Ihr Vorsorge-Fahrplan ab 50
- Ab 50: Darmkrebs-Vorsorge klären (Stuhltest oder Darmspiegelung) und, bei Raucher-Vorgeschichte, das neue Lungenkrebs-Screening prüfen.
- Ab 50 (Frauen): Termin zum Mammographie-Screening vereinbaren, falls keine Einladung eingetroffen ist.
- Alle 3 Jahre: Gesundheits-Check-up selbst im Kalender einplanen, da keine automatische Erinnerung erfolgt.
- Alle 2 Jahre: Hautkrebs-Screening beim Hausarzt oder Dermatologen wahrnehmen.
- Ab 65 (Männer): einmaligen Ultraschall der Bauchschlagader ansprechen, idealerweise beim nächsten Check-up.
- Bei neuen oder anhaltenden Beschwerden nicht auf den nächsten Vorsorgetermin warten, sondern zeitnah ärztlichen Rat einholen.
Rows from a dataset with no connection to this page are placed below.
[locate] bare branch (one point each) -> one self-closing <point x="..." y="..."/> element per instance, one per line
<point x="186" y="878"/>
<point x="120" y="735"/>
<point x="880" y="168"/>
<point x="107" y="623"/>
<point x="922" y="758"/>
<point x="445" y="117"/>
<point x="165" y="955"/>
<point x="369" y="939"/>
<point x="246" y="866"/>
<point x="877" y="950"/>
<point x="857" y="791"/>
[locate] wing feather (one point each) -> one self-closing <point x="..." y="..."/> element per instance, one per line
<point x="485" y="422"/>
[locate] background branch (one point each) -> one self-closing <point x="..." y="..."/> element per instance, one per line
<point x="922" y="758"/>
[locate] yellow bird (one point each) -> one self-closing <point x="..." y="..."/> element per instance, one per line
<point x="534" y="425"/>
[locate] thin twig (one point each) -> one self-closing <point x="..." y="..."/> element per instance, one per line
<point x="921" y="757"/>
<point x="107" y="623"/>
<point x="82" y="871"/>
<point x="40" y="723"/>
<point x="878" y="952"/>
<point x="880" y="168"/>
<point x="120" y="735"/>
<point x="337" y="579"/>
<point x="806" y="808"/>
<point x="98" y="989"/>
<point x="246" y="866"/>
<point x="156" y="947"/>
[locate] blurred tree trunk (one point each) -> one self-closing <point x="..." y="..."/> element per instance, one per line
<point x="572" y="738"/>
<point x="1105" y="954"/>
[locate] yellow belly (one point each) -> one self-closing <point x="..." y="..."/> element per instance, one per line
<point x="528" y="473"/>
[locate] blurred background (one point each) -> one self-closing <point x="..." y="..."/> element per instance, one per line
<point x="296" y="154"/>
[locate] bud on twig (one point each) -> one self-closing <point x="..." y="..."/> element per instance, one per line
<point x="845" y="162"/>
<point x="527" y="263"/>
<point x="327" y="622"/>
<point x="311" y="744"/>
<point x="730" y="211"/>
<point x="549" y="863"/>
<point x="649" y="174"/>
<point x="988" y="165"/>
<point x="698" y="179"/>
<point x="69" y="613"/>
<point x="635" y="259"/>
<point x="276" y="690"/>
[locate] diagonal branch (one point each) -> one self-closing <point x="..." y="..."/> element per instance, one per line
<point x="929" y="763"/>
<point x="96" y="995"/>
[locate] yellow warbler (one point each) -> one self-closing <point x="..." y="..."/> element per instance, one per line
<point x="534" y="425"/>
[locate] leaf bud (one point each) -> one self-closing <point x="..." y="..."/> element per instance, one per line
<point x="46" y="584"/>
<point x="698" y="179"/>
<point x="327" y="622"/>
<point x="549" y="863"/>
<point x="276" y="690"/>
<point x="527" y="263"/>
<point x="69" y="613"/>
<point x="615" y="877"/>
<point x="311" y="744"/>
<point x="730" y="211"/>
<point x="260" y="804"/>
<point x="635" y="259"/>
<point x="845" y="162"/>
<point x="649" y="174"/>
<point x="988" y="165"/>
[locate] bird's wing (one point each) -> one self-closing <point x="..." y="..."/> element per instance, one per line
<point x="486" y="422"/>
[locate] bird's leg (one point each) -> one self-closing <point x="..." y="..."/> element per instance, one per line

| Meine Erfahrung auf einen Blick
Mit Anfang 50 habe ich selbst gemerkt, wie unübersichtlich das Thema ist: Meine Hausärztin musste mich erst darauf hinweisen, dass ich für gleich drei verschiedene Untersuchungen bereits im richtigen Alter war, ohne dass ich davon wusste. Seitdem trage ich mir die jeweils nächsten Termine direkt nach dem Arztbesuch in den Kalender ein, statt darauf zu vertrauen, dass mich irgendwann eine Erinnerung erreicht. Diese einfache Routine hat mir schon zweimal einen Termin gerettet, den ich sonst schlicht vergessen hätte. |
Fazit
Die gesetzliche Krankenversicherung deckt ab 50 deutlich mehr ab, als den meisten bewusst ist – von der etablierten Darmkrebs- und Brustkrebs-Vorsorge bis zum ganz neuen Lungenkrebs-Screening seit April 2026. Wer diese Leistungen nutzen will, muss die Termine überwiegend selbst im Blick behalten, da nicht jedes Programm automatisch erinnert. Offen bleibt, ob individuelle Risikofaktoren wie eine familiäre Vorbelastung frühere oder zusätzliche Untersuchungen sinnvoll machen – das lässt sich nur im persönlichen Gespräch mit der Hausärztin oder dem Hausarzt klären, nicht pauschal in einem Ratgeber.
Medizinischer Hinweis
Dieser Beitrag dient der allgemeinen Information und ersetzt keine individuelle medizinische Beratung. Er enthält keine Diagnose- oder Behandlungsempfehlung. Bei gesundheitlichen Beschwerden oder Fragen zur eigenen Vorsorge wenden Sie sich bitte an eine Ärztin oder einen Arzt.
Quellen
Gemeinsamer Bundesausschuss (G-BA): Richtlinien zu Früherkennungsuntersuchungen und zum Ultraschallscreening auf Bauchaortenaneurysmen. Verbraucherzentrale: Übersicht der gesetzlichen Vorsorgeuntersuchungen. Kassenärztliche Bundesvereinigung (KBV): Informationen zur Bauchaortenaneurysma-Früherkennung. Stiftung Warentest: Vorsorgeuntersuchungen und was die Kasse zahlt.